Frankenweenie
Directed by Tim Burton
In Tim Burton's world, even the architecture is lonely. Below the clouds’ margin, a creaky windmill on a hill overlooks a uniformly one-story suburb. Here, 10-year-old Victor Frankenstein (Charlie Tahan) lives for Sparky, a big-hearted bull terrier who stars in the boy's Super-8 monster movies. Victor’s parents would prefer him to spend more time on sports; in this sun-stoned 1950s town, where everybody shares either name or face with a classic Hollywood monster, this kid is some kind of outsider.

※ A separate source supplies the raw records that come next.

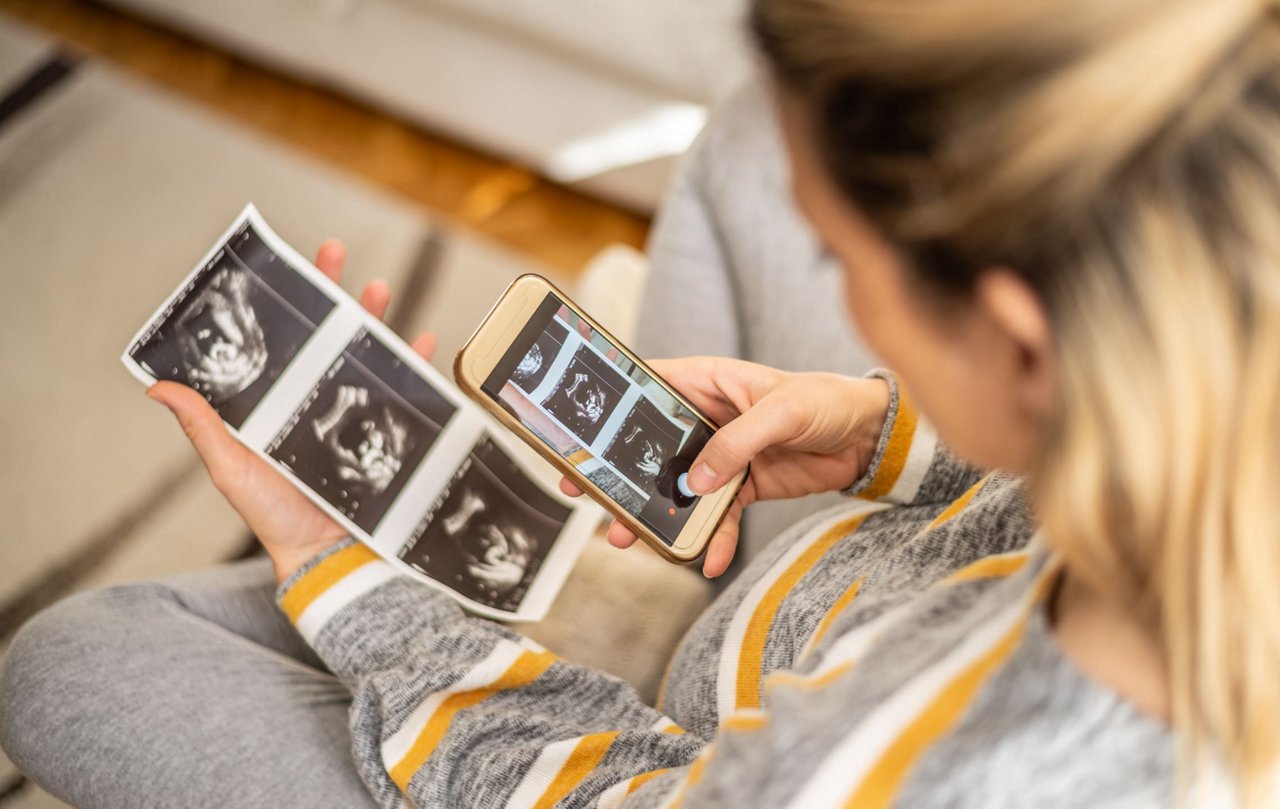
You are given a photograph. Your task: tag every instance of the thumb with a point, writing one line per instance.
(201, 424)
(735, 444)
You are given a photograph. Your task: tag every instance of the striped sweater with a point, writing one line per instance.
(894, 652)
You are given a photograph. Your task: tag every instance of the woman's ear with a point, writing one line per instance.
(1018, 316)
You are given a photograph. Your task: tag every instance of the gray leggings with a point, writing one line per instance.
(190, 691)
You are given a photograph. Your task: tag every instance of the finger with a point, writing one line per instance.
(620, 535)
(769, 423)
(570, 488)
(424, 344)
(723, 545)
(376, 297)
(332, 257)
(201, 424)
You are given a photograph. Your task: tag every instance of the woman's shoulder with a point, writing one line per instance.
(961, 698)
(803, 585)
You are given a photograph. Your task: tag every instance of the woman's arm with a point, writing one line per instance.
(807, 434)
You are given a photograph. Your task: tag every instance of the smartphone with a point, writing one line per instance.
(577, 396)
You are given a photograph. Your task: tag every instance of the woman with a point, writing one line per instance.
(1057, 223)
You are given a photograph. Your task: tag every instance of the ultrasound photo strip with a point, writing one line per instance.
(231, 330)
(365, 428)
(362, 430)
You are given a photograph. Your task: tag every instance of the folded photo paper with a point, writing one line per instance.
(364, 426)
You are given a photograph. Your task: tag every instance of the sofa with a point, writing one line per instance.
(597, 94)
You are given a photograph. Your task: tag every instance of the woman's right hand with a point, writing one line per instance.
(801, 434)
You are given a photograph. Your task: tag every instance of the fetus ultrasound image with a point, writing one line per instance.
(489, 531)
(538, 360)
(234, 328)
(644, 443)
(362, 430)
(586, 394)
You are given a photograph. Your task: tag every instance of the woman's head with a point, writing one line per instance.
(1060, 223)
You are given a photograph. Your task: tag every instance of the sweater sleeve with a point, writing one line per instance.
(455, 711)
(912, 466)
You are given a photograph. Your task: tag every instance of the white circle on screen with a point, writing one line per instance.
(682, 484)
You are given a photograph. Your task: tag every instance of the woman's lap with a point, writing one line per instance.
(193, 690)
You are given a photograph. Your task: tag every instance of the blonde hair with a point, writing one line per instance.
(1124, 158)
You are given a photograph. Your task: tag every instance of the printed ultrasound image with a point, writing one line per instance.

After he hits a freak home run, Sparky runs to catch the ball but is run down by an Oldsmobile. Grief-stricken but inspired by Mr. Rzykruski, his spindly science teacher (Martin Landau), Victor reanimates the dog by electrocuting its corpse in the attic. John August’s nimble script expands on the premise of Burton's classic 1984 live-action short, long available on the Nightmare Before Christmas DVD, in ways consistent with Disney schmaltz. But he's also, at times, surprisingly toothy. (One tombstone in the pet cemetery reads “GOODBYE KITTY.”)
Frankenweenie opens with the studio's iconic castle rendered, in a solitary burst of lightning, in ominous grayscale with screeching church organs. It's a barbed riff on the Disney empire, sure, but also a kind of throwing-down on the director’s part. After several lost years reupholstering other musty properties, Burton has brought it all back home.